Gluten-Free Vegan Blueberry Power Muffins
Inspired by Gluten-free Goddess
Yields 12 large muffins
80g almond flour
50g raw buckwheat flour (I take raw buckwheat groats and give them a quick process in a grinder)
140g sorghum flour
50g tapioca starch (or potato starch)
1/2 tsp. baking soda
1 tsp. baking powder
3/4 cup sugar
2 Tbsp. light olive oil (or other light tasting oil)
4 Tbsp flax meal mixed with 6 Tbsp warm water
1 cup almond milk (or other non-dairy milk)
1 tsp. pure vanilla extract
zest of 1 small lemon
1 tsp. fresh lemon juice
1 pint of fresh blueberries
Oat Topping: 3 Tbsp. gluten-free oats + 3 Tbsp. sugar
Preheat oven to 375 and line muffin tin with muffin cups!
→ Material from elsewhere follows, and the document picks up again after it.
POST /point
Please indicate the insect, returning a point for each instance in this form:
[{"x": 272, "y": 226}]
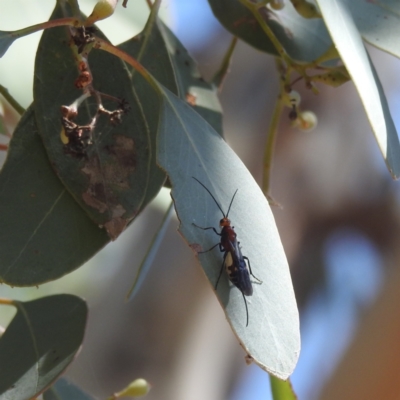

1. Mix together all dry ingredients (flours, baking soda, baking powder) until combined. Add sugar and mix to incorporate.
2. Mix together wet ingredients (flax meal with water, oil, almond milk, vanilla extract) in a separate bowl. Add in lemon zest and lemon juice and combine.
3. Add wet ingredients to dry ingredients in three batches, mixing thoroughly between batches.
4. Gently stir in your fresh blueberries. Fold the batter around the berries gently so you don’t end up with smurf muffins, but if you do, they will still be delicious.
5. Gently fill muffin cups about 3/4 of the way full.
6. Mix up the oat topping if using and sprinkle over muffins.
7. Bake for 20-25 minutes until toothpick inserted in center comes out with a few moist crumbs clinging to it.
8. Move muffins from tins to a cooling rack ASAP – soggy muffins are no fun. Let cool until you just can’t take it anymore.